Does anyone know of any off the shelf tool (online or offline) to find duplicates in several DNS blocklists and merge them into one?

Context: I am running AdGuard on one GL.iNet router with ~10 blocklists some of them pretty huge and most of the times the lists are updated the router comes to one halt while doing so, having to often times reboot it through the old power-off-and-on.

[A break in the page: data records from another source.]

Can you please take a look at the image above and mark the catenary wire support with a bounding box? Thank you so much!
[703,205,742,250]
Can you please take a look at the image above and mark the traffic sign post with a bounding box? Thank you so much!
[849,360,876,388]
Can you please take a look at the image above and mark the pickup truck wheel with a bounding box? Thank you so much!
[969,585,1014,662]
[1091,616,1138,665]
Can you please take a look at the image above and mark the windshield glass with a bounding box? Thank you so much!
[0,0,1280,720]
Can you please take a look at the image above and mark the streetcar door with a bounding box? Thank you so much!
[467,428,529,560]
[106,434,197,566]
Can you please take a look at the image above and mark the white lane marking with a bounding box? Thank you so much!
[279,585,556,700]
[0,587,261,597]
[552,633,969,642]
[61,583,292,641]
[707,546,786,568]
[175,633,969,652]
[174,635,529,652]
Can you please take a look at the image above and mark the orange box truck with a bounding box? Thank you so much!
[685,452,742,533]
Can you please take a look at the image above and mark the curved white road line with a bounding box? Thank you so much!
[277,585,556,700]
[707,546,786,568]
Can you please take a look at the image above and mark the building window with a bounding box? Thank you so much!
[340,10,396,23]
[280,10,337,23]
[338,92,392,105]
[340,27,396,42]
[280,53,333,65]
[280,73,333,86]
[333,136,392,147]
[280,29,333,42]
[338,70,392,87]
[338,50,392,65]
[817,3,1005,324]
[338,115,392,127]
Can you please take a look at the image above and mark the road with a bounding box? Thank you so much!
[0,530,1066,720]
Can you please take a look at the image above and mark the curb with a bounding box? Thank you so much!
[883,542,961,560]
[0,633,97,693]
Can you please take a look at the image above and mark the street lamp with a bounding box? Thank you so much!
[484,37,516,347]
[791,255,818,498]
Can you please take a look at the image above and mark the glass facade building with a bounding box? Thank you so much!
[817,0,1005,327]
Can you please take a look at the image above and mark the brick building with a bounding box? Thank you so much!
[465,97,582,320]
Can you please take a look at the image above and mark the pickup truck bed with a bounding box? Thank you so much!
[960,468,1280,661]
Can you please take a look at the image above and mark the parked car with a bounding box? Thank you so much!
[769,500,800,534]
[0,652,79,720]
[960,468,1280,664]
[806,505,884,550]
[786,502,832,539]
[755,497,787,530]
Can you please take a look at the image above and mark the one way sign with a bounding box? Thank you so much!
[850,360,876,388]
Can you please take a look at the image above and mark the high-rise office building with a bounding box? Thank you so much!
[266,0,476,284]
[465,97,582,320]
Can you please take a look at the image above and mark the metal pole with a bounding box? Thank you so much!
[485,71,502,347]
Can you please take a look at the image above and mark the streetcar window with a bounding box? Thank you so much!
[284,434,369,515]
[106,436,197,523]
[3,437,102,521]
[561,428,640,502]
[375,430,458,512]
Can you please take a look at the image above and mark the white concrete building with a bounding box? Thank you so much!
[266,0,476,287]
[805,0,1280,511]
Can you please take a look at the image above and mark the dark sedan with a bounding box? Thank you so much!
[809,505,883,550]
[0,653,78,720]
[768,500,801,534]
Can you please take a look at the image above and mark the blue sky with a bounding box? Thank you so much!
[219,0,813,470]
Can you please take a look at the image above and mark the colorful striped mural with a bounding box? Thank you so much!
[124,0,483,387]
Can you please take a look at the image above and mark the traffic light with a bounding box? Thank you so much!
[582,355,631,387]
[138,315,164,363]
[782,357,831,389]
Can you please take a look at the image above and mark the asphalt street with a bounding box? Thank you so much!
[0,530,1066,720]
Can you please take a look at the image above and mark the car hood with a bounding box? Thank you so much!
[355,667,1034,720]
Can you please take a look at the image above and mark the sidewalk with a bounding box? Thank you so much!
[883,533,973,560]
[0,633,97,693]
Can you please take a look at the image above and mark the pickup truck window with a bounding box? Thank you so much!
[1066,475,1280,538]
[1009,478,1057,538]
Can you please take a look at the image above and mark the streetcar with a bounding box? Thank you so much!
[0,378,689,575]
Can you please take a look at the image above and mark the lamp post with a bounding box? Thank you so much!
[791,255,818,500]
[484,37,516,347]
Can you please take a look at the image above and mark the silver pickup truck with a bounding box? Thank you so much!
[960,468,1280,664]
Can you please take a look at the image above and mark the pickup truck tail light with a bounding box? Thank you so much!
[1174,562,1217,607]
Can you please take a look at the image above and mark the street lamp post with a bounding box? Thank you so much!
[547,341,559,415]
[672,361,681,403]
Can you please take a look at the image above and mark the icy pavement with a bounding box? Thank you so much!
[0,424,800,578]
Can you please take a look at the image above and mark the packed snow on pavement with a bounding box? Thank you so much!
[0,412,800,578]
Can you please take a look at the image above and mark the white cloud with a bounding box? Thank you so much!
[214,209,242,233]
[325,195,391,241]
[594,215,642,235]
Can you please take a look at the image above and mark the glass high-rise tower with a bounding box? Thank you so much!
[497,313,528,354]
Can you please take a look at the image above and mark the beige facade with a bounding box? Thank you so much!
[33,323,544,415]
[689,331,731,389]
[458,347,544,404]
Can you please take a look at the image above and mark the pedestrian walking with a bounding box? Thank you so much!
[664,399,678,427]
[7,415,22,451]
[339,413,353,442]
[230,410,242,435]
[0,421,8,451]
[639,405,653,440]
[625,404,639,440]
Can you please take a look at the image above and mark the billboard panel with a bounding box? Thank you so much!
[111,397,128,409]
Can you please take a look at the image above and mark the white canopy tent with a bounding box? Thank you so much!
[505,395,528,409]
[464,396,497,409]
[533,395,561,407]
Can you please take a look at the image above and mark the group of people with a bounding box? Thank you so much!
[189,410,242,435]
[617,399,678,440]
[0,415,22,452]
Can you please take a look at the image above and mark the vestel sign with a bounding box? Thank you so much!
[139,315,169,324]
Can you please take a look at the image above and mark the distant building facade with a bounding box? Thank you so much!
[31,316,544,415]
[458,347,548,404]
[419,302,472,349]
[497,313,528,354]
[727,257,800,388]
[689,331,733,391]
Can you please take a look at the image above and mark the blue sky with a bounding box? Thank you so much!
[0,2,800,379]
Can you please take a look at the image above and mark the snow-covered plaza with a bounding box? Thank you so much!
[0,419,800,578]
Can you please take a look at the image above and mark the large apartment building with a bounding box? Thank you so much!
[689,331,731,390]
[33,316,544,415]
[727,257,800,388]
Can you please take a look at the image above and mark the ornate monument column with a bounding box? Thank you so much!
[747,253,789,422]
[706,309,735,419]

I would rather download the lists myself from time to time and merge them into one file but with duplicates extracted somehow.

  • @easeKItMAn
    link
    English
    7
    edit-2
    8 months ago

    If I’m understanding you correctly, you could make use of a shell script for this. Use WGET to download lists, then combine them into a single large file, and finally create a new file with no duplicates by using “awk ‘!visited[$0]++’”

    wget URL1 URL2 URL3
    cat *.txt > all.txt (This overwrites all.txt)
    awk ‘!visited[$0]++’ all.txt > no_duplicates.txt

    • @BinaryUnitOP
      link
      English
      28 months ago

      When no tool is available bash to the rescue, thank you for this it seems actually simpler then I thought :)

  • @CarbonatedPastaSauce
    link
    English
    38 months ago

    I doubt you’ll find something off the shelf for this. I wrote a powershell script that deduplicates lists and also does a pass over the results to convert any blocks to CIDR notation. If you’re interested I’ll share it.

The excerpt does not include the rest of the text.